C’est seulement en novembre 1905, après une interruption d’exactement 7 ans, que la revue le Voile d’Isis réapparaît avec cette fois-ci une périodicité mensuelle. Il est évident que la périodicité hebdomadaire demandait un travail trop important à nos amis bénévoles du Groupe indépendant d'études ésotériques. Cette nouvelle série (2ème série) comprendra 50 numéros répartis en 5 volumes et verra se succéder 3 sous-titres. Ainsi, du n° 1 au n° 26, c’est le Journal d'études ésotériques, psychiques et divinatoires, puis du n° 27 au n° 45, la Revue

d'études ésotériques, psychiques et divinatoires et enfin du n° 46 au n° 50, la Revue mensuelle d'études ésotériques, psychiques et divinatoires. L’administration est située au 11 quai Saint-Michel dans le 4ème arrondissement au siège de la Librairie Générale de Sciences Occultes, la fameuse librairie Chacornac. En effet, Henri Chacornac en est le gérant, Papus en est toujours le Directeur et Etienne Bellot est le Rédacteur en Chef. La revue se remplume et revient à 8 pages et même à 16 pages dès le n° 5 et l’abonnement est de 3 francs par an (pour 12 numéros).
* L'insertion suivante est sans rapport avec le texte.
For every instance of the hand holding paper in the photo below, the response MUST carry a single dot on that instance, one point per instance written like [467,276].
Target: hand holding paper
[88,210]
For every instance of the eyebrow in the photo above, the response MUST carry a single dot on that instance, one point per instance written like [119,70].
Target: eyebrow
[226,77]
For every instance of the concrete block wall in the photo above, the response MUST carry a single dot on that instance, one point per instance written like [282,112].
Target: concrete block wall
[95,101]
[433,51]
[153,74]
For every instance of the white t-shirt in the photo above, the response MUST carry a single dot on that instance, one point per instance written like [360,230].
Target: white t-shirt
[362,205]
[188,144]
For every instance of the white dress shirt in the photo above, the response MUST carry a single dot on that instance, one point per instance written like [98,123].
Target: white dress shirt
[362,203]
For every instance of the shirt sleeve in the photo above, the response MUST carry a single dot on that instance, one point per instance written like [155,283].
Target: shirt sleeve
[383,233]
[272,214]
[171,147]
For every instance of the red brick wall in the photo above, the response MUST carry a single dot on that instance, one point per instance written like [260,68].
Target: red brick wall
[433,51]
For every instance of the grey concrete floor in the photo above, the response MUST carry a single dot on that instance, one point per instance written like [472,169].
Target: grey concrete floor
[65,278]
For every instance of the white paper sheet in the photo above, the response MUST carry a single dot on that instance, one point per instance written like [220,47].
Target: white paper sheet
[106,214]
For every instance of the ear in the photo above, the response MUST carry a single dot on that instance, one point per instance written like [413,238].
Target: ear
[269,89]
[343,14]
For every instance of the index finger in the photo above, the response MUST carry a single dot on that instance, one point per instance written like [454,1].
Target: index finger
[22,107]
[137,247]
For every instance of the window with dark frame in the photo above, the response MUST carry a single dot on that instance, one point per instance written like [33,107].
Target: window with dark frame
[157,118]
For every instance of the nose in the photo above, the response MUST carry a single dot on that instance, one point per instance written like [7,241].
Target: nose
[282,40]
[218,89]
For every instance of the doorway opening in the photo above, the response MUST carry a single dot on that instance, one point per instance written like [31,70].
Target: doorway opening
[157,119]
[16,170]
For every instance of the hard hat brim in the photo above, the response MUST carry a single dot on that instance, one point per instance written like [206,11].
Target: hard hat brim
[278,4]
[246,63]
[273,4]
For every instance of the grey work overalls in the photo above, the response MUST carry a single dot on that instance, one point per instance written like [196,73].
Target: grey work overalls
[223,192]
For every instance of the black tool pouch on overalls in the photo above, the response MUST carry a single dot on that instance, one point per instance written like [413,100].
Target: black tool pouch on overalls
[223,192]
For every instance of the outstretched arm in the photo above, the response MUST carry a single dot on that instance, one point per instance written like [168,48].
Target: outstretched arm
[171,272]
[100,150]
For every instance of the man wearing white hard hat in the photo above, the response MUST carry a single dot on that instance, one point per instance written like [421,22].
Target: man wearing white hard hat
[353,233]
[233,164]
Dès le n° 31 de mai 1908, le rédacteur en chef Etienne Bellot a disparu et seul Papus subsiste dans l’ours toujours en tant que Directeur. Dans le n° 33 de juin 1908, Paul Chacornac succède à son père Henri (décédé en 1907, son décès est annoncé dans le n° 20 de juin 1907, ses obsèques ont lieu le jeudi 30 mai 1907 au cimetière de Bagneux) en tant qu’administrateur-gérant. Il est à noter qu’il est possible de suivre le célèbre congrès de juin 1908 (du dimanche 7 juin au mercredi 10 juin 1908) dans les numéros de cette série. Le programme de ce congrès est également visible dans les numéros de mai, juin et juillet 1908 de la revue l’Initiation.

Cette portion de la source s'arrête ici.